In Against the Grain: Modernism in the Midwest, a new exhibit at the Massillon Museum of Art through Sept. 12, director Christine Shearer, who curated the show, hopes to rewrite that legend a bit, if not erase it entirely. Against the Grain is about the history of Modernism in an area defined by eight states: Ohio, Michigan, Illinois, Wisconsin, Indiana, Minnesota, Iowa and Missouri. More particularly, this show concentrates on major developments in the most important art centers of the Midwest: Chicago, Cleveland, Milwaukee, Minneapolis and St. Louis.

''One of the things we found out was how huge it was,'' Shearer said. In the visual arts, Modernism encompassed everything from Fauvism to the New York School. That's more than 100 years' worth of 'isms.' '' There are 67 works in the show, arranged not by subject matter or theme, said Shearer, ''but by what flows. ''However, in the catalog, it's organized by themes: Abstraction, The Human Condition, Urban and Industrial Life, The Social Order, Beyond the City and Spirit and Imagination.'' Modernist artists espoused the belief that color and shape, not the depiction of the natural world, formed the essential characteristics of art.

Photography had rendered much of the representational function of visual art obsolete.
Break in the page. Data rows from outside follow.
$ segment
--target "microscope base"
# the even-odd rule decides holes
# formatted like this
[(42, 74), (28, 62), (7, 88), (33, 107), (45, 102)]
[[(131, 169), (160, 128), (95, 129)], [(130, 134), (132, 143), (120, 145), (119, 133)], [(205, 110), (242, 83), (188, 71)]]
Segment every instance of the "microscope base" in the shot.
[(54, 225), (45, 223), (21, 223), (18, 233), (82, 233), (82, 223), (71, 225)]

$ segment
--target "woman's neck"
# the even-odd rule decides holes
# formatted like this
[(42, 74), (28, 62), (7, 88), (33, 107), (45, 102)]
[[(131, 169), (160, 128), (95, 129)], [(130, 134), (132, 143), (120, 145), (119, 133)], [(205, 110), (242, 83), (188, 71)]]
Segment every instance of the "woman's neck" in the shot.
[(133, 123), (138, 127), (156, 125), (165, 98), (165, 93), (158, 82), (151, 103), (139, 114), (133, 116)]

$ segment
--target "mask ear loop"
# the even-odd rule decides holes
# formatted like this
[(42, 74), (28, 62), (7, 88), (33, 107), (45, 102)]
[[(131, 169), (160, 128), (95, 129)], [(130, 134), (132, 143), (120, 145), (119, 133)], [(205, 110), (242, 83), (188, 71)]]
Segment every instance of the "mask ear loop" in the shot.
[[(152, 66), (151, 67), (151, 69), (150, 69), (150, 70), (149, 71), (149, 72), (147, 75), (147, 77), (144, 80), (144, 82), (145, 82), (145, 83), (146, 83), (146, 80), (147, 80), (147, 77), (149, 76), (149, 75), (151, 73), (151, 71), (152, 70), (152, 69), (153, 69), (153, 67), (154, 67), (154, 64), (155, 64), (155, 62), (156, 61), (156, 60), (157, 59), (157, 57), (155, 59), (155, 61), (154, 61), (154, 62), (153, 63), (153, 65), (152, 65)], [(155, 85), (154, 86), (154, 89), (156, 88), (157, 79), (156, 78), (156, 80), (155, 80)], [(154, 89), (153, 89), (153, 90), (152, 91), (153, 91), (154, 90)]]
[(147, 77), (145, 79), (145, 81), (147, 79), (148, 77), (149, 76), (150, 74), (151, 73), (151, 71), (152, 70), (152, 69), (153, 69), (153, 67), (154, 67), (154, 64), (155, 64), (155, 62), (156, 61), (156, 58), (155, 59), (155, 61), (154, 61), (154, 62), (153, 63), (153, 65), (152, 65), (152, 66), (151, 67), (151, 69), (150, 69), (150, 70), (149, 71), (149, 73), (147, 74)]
Conveniently, the early Modernists also believed that by rejecting the depiction of material objects, they helped art move from a materialist to a spiritualist phase of development. ''At its core,'' write William H. Robinson and Shearer in the show's introductory catalog essay,''Modernism entails a rejection of exhausted traditions, a passion for experimentation, an unrelenting questioning of accepted knowledge, and the feverish pursuit of the new.

''The movement's most extreme form, avant-garde art, literally the 'advanced guard,' derives its name from the French military term for a first- strike unit, or scouts penetrating behind enemy lines to gather intelligence in preparation for an offensive. Art critics used the term as a metaphor for revolutionary, forward-looking art that is far ahead of the mainstream. At first Modernism trickled into America in fits and starts, then it exploded in the massive 1913 Armory Show that blew the covers off what this country thought art was all about.
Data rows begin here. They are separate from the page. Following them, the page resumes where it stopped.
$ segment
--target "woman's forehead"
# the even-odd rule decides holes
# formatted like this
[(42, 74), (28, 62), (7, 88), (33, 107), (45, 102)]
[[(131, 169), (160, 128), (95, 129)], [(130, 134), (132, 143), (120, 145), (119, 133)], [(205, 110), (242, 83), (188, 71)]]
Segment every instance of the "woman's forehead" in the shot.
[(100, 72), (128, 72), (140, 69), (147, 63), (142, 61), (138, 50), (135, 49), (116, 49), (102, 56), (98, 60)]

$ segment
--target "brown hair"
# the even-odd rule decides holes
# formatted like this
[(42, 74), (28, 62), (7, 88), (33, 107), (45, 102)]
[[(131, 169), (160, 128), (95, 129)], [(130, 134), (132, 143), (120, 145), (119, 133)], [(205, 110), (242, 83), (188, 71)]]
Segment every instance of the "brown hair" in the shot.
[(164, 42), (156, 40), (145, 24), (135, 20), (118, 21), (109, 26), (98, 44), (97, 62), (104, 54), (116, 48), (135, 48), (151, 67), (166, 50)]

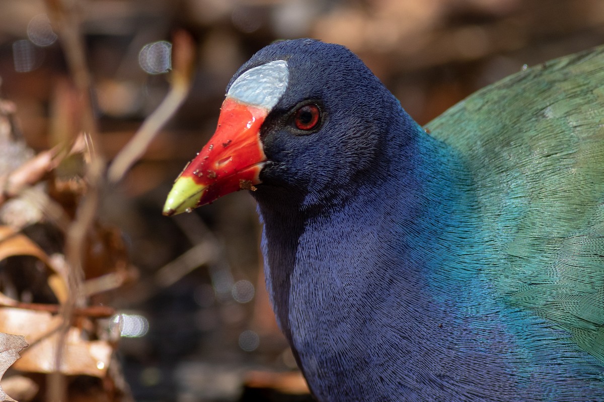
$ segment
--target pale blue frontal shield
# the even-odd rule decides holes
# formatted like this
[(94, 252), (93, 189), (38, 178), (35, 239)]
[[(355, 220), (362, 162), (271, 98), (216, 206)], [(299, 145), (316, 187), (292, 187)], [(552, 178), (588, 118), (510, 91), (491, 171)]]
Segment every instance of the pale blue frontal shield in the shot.
[(270, 110), (287, 89), (289, 79), (287, 61), (270, 61), (240, 75), (229, 88), (226, 96)]

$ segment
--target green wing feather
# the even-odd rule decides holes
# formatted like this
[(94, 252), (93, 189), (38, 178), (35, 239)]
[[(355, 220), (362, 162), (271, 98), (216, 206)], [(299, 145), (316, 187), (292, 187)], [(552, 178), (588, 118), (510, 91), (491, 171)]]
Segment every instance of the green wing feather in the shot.
[(487, 87), (426, 128), (468, 166), (506, 302), (604, 363), (604, 46)]

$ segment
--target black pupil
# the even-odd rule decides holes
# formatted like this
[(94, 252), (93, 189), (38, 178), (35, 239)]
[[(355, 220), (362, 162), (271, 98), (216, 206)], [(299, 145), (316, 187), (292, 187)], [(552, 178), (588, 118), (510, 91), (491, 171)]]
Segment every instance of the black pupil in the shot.
[(312, 121), (313, 115), (310, 107), (306, 107), (300, 110), (298, 119), (303, 124), (308, 124)]

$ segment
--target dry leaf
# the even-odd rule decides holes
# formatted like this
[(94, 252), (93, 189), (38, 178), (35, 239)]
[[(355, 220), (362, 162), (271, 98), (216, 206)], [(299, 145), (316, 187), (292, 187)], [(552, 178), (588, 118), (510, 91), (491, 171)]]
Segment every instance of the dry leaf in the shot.
[(25, 234), (8, 226), (0, 226), (0, 261), (14, 256), (31, 256), (48, 266), (53, 272), (48, 278), (48, 285), (61, 303), (67, 299), (67, 283), (65, 269), (53, 260)]
[[(21, 357), (19, 356), (19, 352), (27, 345), (24, 336), (0, 333), (0, 378), (11, 365)], [(2, 391), (1, 386), (0, 386), (0, 401), (14, 401), (14, 399)]]
[[(47, 312), (4, 307), (0, 309), (0, 331), (24, 334), (31, 344), (13, 365), (33, 372), (54, 372), (57, 349), (56, 330), (60, 316)], [(66, 375), (104, 377), (113, 349), (104, 341), (86, 341), (82, 331), (72, 327), (68, 333), (60, 371)]]

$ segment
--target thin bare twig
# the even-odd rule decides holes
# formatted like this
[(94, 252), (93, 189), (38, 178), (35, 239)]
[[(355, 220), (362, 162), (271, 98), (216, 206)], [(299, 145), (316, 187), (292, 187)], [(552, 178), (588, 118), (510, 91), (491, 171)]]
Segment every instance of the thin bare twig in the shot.
[(50, 376), (47, 394), (48, 400), (62, 402), (67, 399), (66, 384), (60, 374), (61, 362), (64, 354), (68, 332), (71, 327), (72, 317), (77, 307), (83, 305), (83, 281), (84, 279), (82, 263), (83, 259), (86, 234), (96, 216), (98, 204), (99, 187), (104, 169), (104, 162), (100, 155), (96, 154), (92, 144), (95, 140), (98, 129), (92, 107), (91, 80), (86, 65), (85, 48), (82, 33), (79, 3), (76, 0), (46, 0), (51, 20), (53, 22), (62, 43), (68, 65), (71, 72), (77, 91), (82, 100), (82, 115), (80, 125), (85, 133), (88, 142), (90, 163), (85, 175), (89, 187), (76, 212), (76, 219), (67, 231), (65, 256), (69, 267), (68, 275), (68, 294), (65, 303), (61, 309), (62, 321), (57, 337), (55, 371)]
[(178, 31), (174, 35), (173, 42), (173, 69), (170, 92), (111, 163), (108, 175), (112, 183), (121, 180), (130, 166), (143, 155), (159, 130), (188, 94), (193, 69), (193, 39), (184, 31)]

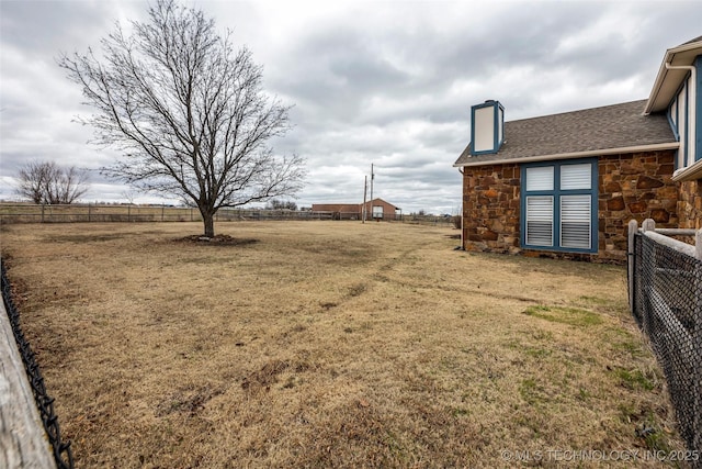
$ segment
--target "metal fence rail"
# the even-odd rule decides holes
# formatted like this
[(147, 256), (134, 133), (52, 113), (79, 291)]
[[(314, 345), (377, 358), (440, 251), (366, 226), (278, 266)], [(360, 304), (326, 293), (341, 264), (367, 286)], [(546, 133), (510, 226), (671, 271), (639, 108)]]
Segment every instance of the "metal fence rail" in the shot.
[[(310, 210), (219, 209), (215, 222), (268, 220), (351, 220), (361, 221), (361, 212), (330, 212)], [(200, 222), (200, 211), (191, 206), (73, 203), (69, 205), (0, 203), (0, 223), (86, 223), (86, 222)], [(451, 225), (445, 215), (384, 214), (369, 216), (366, 222), (407, 222)]]
[[(702, 231), (665, 230), (697, 236)], [(692, 246), (630, 224), (629, 290), (636, 323), (666, 375), (679, 431), (688, 449), (702, 451), (702, 256)], [(702, 467), (700, 461), (694, 467)]]
[[(20, 313), (12, 301), (10, 282), (8, 281), (4, 263), (0, 260), (0, 283), (2, 288), (2, 301), (10, 320), (12, 333), (18, 345), (18, 349), (22, 357), (24, 370), (34, 394), (34, 401), (39, 411), (46, 436), (52, 445), (54, 459), (59, 469), (68, 469), (73, 467), (73, 456), (70, 449), (70, 442), (61, 439), (60, 428), (58, 426), (58, 417), (54, 412), (54, 399), (46, 392), (44, 378), (39, 371), (39, 367), (34, 358), (34, 353), (26, 342), (22, 330), (20, 328)], [(25, 461), (25, 464), (29, 464)], [(29, 466), (27, 466), (29, 467)]]

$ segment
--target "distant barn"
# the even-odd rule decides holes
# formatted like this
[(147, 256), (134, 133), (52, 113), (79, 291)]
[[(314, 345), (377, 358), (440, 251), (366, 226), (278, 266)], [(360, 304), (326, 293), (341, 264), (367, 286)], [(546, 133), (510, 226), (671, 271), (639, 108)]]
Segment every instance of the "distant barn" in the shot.
[[(366, 220), (400, 220), (403, 210), (383, 199), (365, 202)], [(362, 220), (363, 203), (313, 203), (313, 212), (331, 213), (333, 220)]]

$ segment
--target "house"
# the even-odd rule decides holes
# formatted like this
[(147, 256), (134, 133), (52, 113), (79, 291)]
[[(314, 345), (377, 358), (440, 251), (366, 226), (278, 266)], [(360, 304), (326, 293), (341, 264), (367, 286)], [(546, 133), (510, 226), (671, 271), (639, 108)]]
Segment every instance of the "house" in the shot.
[(702, 36), (668, 49), (648, 99), (505, 122), (471, 108), (463, 247), (626, 259), (630, 220), (702, 227)]
[[(366, 220), (399, 220), (401, 209), (383, 199), (365, 202)], [(333, 220), (362, 220), (363, 203), (313, 203), (313, 212), (331, 212)]]

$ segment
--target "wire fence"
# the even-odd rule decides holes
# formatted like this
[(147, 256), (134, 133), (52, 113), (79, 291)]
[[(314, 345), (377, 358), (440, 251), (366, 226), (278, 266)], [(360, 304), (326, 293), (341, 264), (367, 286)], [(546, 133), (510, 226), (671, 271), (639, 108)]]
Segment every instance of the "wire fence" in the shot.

Chicagoan Manierre Dawson might have begun painting abstractly before Wassily Kandinsky and Arthur Dove, according to current research, Shearer said. Dawson has two works in this exhibit: Differential Complex (1910), a small oil on board from the Cleveland Museum of Art; and Hercules I (1913), an oil on canvas, which is reminiscent of Marcel Duchamp's Nude Descending a Staircase No. 2 (1912). Dawson received no academic art training beyond his high school art class. He trained as an architectural engineer. He drew and painted prolifically and developed a personal style that blended abstraction with references to architectural design. He visited Europe and continued painting based on the art and architecture he saw there. He was invited to exhibit in the 1913 Armory Show, and did have one included in the Chicago venue of the traveling exhibit. He was greatly influenced by Duchamp's work, and sought to bring the same level of movement to his own abstracted figurative paintings. Abstraction is one of the hallmarks of Modernism, and for years it was believed that the exploration of abstraction began in Europe. That belief, however, is beginning to change.

Against the Grain includes important works by 38 artists, including William Sommer, Charles Burchfield, Ivan Albright, Clara Deike, Gertrude Abercrombie, Biehle, Bloch and Thomas Hart Benton. Essays by Robinson and Shearer examine the art produced by this group of artists between 1900 and 1950 as well as in-depth biographical information on each artist. This show is also touted as one that builds on Shearer's highly successful 2007 exhibit, Midwestern Visions of Impressionism. In essence it does do that, but it also does one thing more. It offers us a look back at some of the core players of the Modernist movement in the Midwest in a way that now enables us to appreciate their achievement for what it was, without the usual overlay of do's and don'ts.

In this exhibit we can finally begin to enjoy Modernism. And that, art fans, is quite an achievement.